With respect to the right to alternative service based on religious faith, an appeal was recently directed to Ukraine’s Constitutional Court. As Dr Andrii Nekoliak explained in November 2024, this was lodged by Dmytro Zelinsky, a Seventh Day Adventist who was denied his right to alternative service, with the military authority in Kremenets also arguing that such alternative service is not available in wartime. Zelinsky was, instead, charged with ‘evading call-up to military service during mobilization’ (Article 336 of Ukraine’s Criminal Code). He was initially acquitted on 5 June 2023 by the Kremenets District Court, however this was overturned on 28 August 2023 by the Ternopil Court of Appeal and Zelinsky received a 3-year sentence which he has been serving since November 2023. Zelinsky’s religious beliefs were not placed in question, with he too having been a member of a Seventh Day Adventist church for two decades.
In June 2024, the appeal court’s verdict and sentence were upheld by a cassation chamber of Ukraine’s Supreme Court. The ruling, rather contentiously, stated that ““No religious beliefs can be the basis for evading military service by a citizen of Ukraine recognized as fit for military service in order to fulfil his constitutional duty to protect the territorial integrity and sovereignty of the State from military aggression by a foreign country.” It also asserted that Zelinsky could have joined the armed forces for other, non-combat duties, such as construction work supporting the frontline. It is unclear how Zelinsky or his lawyers have responded to this, and whether such an alternative was ever offered. This, in fact, seems a crucial issue which is not being adequately addressed.
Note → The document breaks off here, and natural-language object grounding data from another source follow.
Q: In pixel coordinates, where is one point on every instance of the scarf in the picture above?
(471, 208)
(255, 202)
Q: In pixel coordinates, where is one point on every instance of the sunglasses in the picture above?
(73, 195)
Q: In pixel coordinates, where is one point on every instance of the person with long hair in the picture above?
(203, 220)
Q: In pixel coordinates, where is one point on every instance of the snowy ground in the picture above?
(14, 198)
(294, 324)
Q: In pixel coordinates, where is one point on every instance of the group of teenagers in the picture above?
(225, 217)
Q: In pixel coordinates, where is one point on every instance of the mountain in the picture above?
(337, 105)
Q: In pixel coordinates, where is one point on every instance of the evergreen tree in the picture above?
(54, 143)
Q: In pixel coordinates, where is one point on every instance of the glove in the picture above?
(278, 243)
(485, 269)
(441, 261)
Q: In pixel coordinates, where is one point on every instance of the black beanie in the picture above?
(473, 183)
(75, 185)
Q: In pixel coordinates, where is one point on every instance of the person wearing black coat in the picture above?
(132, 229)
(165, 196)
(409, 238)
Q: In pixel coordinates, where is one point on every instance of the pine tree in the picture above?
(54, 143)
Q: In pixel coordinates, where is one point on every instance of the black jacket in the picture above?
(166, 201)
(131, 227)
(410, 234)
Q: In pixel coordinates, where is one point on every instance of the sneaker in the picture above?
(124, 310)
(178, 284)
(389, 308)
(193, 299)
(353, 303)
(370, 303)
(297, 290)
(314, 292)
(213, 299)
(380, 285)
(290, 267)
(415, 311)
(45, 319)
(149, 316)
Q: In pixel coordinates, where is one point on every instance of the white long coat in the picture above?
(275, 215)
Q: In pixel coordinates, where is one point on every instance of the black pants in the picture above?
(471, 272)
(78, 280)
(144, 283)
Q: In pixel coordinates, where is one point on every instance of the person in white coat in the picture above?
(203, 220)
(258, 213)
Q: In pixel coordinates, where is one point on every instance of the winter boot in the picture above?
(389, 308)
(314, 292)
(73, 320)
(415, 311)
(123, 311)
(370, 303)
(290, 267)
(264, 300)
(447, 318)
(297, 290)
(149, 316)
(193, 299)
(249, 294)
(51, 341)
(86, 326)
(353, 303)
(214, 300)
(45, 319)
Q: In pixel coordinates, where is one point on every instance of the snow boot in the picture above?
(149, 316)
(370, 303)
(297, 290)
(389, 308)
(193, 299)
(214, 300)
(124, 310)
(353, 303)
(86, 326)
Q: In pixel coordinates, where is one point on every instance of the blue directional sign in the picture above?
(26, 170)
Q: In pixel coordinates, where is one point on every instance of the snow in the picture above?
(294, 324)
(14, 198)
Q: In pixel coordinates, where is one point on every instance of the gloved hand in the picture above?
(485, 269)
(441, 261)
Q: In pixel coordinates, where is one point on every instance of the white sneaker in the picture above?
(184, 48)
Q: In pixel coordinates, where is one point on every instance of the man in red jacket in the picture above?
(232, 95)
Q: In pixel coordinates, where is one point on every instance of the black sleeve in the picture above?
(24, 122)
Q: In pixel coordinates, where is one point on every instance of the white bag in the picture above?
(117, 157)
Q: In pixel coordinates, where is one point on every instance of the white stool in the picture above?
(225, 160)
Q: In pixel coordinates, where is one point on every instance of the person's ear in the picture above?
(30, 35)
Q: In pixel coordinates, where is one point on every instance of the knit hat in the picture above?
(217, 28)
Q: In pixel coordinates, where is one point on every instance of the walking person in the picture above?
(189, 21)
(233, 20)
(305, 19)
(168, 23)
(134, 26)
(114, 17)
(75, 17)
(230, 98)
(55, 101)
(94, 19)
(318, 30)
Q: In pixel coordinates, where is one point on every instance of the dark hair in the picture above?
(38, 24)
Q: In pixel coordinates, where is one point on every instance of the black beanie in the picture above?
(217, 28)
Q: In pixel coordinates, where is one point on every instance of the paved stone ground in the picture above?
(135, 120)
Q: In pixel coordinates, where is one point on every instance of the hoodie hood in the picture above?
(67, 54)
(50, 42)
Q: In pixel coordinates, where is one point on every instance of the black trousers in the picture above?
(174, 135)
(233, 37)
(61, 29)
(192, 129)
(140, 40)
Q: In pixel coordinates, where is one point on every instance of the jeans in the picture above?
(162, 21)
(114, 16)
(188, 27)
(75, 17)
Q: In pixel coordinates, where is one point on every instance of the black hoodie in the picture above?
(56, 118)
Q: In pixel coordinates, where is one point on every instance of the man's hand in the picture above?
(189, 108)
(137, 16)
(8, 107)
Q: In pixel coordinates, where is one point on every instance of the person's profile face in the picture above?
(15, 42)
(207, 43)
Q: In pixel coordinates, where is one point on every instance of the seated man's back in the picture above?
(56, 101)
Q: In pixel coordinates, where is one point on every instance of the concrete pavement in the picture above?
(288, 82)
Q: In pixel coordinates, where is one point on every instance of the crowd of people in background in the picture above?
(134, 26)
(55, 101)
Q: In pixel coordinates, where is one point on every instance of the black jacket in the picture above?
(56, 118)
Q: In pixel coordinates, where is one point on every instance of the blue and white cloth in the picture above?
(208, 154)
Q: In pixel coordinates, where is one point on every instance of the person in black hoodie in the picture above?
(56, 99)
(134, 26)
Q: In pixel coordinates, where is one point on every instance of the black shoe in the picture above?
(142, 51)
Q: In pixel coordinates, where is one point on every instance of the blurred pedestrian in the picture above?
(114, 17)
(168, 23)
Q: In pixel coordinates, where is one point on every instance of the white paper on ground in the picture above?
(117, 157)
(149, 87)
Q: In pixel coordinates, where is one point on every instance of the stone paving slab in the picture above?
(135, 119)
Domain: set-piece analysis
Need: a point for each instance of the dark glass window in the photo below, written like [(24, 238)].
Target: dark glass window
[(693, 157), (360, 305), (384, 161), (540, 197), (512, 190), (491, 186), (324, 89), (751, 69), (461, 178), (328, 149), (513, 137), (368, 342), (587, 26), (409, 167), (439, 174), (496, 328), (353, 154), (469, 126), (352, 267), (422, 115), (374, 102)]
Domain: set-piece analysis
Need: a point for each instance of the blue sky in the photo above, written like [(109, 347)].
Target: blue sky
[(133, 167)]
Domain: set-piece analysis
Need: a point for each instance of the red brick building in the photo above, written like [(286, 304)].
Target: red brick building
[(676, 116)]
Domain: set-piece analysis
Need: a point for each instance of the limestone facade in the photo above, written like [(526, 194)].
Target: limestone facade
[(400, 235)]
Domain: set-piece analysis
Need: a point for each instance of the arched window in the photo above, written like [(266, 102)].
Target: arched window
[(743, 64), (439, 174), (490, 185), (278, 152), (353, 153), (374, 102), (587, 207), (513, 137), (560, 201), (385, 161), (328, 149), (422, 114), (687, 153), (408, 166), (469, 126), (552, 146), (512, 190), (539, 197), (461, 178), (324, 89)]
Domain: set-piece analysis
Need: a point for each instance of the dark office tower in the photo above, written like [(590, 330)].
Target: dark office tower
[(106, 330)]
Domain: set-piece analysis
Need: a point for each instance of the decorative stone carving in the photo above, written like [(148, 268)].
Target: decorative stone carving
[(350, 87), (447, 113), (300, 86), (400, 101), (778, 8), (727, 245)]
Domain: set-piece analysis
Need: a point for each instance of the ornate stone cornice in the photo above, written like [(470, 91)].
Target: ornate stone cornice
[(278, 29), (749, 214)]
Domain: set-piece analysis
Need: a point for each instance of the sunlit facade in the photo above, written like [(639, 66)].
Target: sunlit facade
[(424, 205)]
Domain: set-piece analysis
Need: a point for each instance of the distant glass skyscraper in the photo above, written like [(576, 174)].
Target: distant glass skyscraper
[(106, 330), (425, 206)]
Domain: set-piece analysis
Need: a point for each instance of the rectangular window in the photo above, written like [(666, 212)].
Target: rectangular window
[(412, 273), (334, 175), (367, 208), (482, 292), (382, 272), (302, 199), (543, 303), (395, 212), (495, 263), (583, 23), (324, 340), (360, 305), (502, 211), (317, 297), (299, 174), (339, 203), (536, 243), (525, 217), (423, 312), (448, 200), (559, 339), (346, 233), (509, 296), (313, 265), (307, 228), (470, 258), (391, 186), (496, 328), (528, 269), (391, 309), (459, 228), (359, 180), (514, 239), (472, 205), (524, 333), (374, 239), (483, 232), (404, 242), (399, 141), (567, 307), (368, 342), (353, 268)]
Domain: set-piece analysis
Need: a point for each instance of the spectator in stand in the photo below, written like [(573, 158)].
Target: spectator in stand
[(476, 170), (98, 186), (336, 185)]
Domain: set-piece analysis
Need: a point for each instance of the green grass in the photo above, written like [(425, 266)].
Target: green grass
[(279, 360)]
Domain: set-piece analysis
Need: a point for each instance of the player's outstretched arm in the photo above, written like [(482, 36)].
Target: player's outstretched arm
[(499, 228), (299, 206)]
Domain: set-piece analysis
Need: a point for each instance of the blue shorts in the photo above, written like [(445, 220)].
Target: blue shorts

There are surely a huge number of jobs that believers could do instead of combat duty, both on the frontline and as rescuers, etc. in areas which Russia is subjecting to near daily bombing.
The key issue, over which Zelinsky has turned to the Constitutional Court, is the fact that Ukraine’s 1991 Alternative Service Act does not provide for non-military alternative service during wartime and that Article 1 of this Act only applies to regular conscription, not wartime service. Zelinsky has asked the Court to consider whether Article 1 is constitutional, in view of the clearly articulated right to alternative service in Article 35 of the Constitution. The latter does not distinguish between military service or duty in peacetime, via conscription, or wartime, via mobilization. Zelinsky insists that this right and the guarantee of alternative service should apply also in wartime.
As Nekoliak points out, the Constitution, in Article 64, specifies the rights and freedoms which can be derogated during martial law or a state of emergency. The list given does not include the guarantees enshrined in Article 35, including the right to alternative service.
In a judgment from July 2024 concerning the rights of people in custody, the Constitutional Court judges were “unequivocal in their support of the supremacy of the constitutional norm and did not bend to any consideration of practical convenience when protecting a person’s right to fair trial”.
While calling the Zelinsky case “paradigmatically similar to that July 2024 case”, Nekoliak notes the extreme sensitivity of this subject in the middle of Russia’s war against Ukraine. While unclear as yet how the Constitutional Court will decide, one option which Nekoliak mentions will be for the judges to essentially drag their heels as there is no deadline for a decision.
It would certainly not be the first time, but it seems a very bad option when believers are facing imprisonment despite the rights enshrined in Article 35 of Ukraine’s Constitution.